Katerina Poladjans Roman "Zukunftsmusik": Gern auf dieser Welt

Nominiert für den Preis der Leipziger Buchmesse, der am Donnerstag vergeben wird: Katerina Poladjans wunderbarer russischer Roman "Zukunftsmusik".

Es hat seinen Reiz, diesen in jedweder Hinsicht wunderbaren Roman von Katerina Poladjan vor dem Hintergrund der aktuellen Ereignisse zu lesen. Man kann ihn als Epochenroman verstehen, den einer zeitlich genau abgegrenzten, jetzt abgeschlossenen Epoche.

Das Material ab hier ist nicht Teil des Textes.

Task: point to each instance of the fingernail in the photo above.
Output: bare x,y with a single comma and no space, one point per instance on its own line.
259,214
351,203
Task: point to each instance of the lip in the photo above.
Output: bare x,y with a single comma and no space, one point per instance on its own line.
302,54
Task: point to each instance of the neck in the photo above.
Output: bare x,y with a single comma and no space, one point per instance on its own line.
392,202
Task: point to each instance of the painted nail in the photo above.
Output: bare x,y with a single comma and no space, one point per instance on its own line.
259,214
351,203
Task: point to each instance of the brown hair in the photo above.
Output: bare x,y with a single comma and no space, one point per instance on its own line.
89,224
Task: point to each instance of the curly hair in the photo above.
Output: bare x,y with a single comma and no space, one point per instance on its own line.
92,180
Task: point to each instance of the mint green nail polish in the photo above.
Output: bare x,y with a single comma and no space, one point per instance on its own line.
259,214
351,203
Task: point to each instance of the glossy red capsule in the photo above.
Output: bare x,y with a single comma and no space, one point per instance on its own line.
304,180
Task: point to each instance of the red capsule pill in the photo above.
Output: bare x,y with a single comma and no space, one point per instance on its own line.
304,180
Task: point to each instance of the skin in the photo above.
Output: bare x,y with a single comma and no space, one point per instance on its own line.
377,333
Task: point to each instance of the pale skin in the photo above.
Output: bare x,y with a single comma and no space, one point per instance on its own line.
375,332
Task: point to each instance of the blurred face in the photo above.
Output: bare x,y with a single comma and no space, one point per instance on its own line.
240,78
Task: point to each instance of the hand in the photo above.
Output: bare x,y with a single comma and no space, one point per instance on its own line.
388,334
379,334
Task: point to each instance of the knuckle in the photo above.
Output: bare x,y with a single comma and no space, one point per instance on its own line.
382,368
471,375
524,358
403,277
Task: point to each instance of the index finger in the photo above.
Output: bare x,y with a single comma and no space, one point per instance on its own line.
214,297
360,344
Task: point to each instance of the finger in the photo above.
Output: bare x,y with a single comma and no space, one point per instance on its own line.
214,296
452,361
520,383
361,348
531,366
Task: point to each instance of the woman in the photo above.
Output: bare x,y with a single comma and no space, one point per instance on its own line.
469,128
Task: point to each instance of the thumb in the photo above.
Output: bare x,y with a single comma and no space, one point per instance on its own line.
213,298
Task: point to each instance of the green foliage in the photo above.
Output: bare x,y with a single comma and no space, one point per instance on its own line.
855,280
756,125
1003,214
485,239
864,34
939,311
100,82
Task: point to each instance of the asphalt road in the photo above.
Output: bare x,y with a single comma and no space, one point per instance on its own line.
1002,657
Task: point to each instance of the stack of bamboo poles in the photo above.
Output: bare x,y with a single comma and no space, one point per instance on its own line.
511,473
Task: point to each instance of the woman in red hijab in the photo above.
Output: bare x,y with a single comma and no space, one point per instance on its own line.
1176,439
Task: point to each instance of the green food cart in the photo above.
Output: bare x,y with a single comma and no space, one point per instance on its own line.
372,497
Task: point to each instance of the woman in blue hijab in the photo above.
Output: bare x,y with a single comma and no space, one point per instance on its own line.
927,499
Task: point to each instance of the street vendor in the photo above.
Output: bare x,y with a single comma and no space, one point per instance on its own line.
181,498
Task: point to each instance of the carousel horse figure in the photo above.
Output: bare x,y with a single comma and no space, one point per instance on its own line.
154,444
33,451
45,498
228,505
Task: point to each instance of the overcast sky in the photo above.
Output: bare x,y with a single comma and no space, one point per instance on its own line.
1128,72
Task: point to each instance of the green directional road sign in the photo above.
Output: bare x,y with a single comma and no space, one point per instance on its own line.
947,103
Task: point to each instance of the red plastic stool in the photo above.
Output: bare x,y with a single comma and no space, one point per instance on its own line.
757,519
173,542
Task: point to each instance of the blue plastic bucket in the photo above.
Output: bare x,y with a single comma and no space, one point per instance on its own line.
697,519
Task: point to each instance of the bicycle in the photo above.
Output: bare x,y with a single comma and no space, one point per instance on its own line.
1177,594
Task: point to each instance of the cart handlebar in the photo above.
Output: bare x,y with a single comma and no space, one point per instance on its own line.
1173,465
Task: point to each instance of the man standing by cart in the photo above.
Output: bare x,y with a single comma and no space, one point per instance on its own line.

„Zukunftsmusik“, so der Titel , ist just in den Tagen veröffentlicht worden, da Russland die Ukraine überfallen hat und sich in seinem Innern endgültig als das erweist, worauf die langen Jahre unter Putin zunehmend hingedeutet hatten: als brutale Diktatur. Poladjans Roman spielt an einem einzigen Tag, zu Beginn einer Zeitenwende, die wiederum am 24. Februar dieses Jahres ultimativ zu Ende gegangen ist: am 11. März 1985. Es ist dies der Tag nach dem Tod von Konstantin Ustinowitsch Tschernenko, dem Generalsekretär des Zentralkomitees der KPdSU, des mächtigsten Mannes der Sowjetunion also.

Auf ihn wird Michail Gorbatschow folgen, die Perestroika, der Fall des Eisernen Vorhangs, die Zukunft, die zunächst eine durchaus verheißungsvolle zu werden verspricht.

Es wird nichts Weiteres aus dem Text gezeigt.